MERCER – The Mercer County commissioners adopted a balanced 2021 budget that keeps property taxes at 23.65 mills at their meeting Thursday.

“It’s important to recognize the work of this board for holding the tax rate,” said John Logan, the county’s fiscal administrator. “That’s a very difficult thing to continue to do with the strain of COVID.”

Despite the COVID-19 pandemic’s economic impact, county officials avoided a tax increase for a fourth consecutive year. In 2017 and 2018, the county decreased property taxes.

“We understand that COVID has hit businesses and citizens in the county,” Commissioner Matt McConnell said. “It would behoove us to continue that (avoiding tax increases). We need to look at everything we’re cutting out that’s not servicing the citizens of Mercer County.”

The general fund budget calls for revenues and expenditures of $50,513,916. Total expenditures, including funding from state and federal sources is $76,437,914.

Commissioners said the county was able pass a 2021 budget without raising taxes in part because of a $9.8 million grant from the federal government as part of the Coronavirus Aid, Recovery and Economic Security Act adopted in March.

The grant paid COVID-19-related costs — such as buying personal protective equipment, salaries and overtime for employees working to keep county buildings safe from the pandemic.

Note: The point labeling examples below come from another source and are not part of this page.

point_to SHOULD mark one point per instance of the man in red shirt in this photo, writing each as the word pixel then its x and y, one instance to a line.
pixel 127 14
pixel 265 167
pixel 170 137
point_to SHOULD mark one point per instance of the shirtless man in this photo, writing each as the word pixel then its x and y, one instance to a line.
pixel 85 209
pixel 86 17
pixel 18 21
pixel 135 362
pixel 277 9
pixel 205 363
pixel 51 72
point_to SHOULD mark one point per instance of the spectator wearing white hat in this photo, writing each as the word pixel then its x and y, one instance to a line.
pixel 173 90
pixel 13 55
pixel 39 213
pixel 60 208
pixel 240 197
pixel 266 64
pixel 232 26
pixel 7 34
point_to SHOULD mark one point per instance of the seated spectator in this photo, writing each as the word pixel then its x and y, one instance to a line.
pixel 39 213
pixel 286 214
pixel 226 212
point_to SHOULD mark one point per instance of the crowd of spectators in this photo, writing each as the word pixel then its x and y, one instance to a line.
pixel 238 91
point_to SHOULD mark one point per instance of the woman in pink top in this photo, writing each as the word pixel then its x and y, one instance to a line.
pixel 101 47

Commissioners overspent the grant, by disbursing more than $13.8 million for COVID-19 related expenses, with hopes that the state will reallocate other counties’ unspent funds to Mercer County.

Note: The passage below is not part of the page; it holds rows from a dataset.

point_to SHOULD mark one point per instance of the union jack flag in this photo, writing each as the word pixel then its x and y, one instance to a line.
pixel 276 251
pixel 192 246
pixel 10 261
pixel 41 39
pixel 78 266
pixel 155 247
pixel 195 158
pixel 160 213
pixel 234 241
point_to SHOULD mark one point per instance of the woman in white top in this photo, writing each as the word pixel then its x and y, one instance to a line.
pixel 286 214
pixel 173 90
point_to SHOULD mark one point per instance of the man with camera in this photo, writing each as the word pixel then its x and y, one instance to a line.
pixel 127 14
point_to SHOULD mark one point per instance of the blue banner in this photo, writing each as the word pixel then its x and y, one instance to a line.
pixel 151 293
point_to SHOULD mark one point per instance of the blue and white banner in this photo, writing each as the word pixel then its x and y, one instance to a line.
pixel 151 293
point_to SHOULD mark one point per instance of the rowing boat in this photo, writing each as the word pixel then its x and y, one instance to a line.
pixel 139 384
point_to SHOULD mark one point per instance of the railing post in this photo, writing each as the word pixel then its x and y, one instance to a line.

At Thursday’s meeting, commissioners approved spending $169,500 on more grants to small businesses in the county. That makes the total number 167 grants in tourism, non-profit and for-profit businesses at $1,162,500.

The total spent on grants to municipalities and schools was $5,872,415, providing broadband services to unserved or underserved areas in Northern Mercer County was $1,173,265 and county expenses came to $5,583,197. The total amount approved was $13,791,377.

County officials said cutbacks are possible in both state and federal funding of existing programs.

“We also have concerns for what response might be necessary to support our citizens, our social service agencies and our employers if the COVID-19 virus spreads heavily into our county,” Logan said. “We want to have healthy people in a healthy economy.”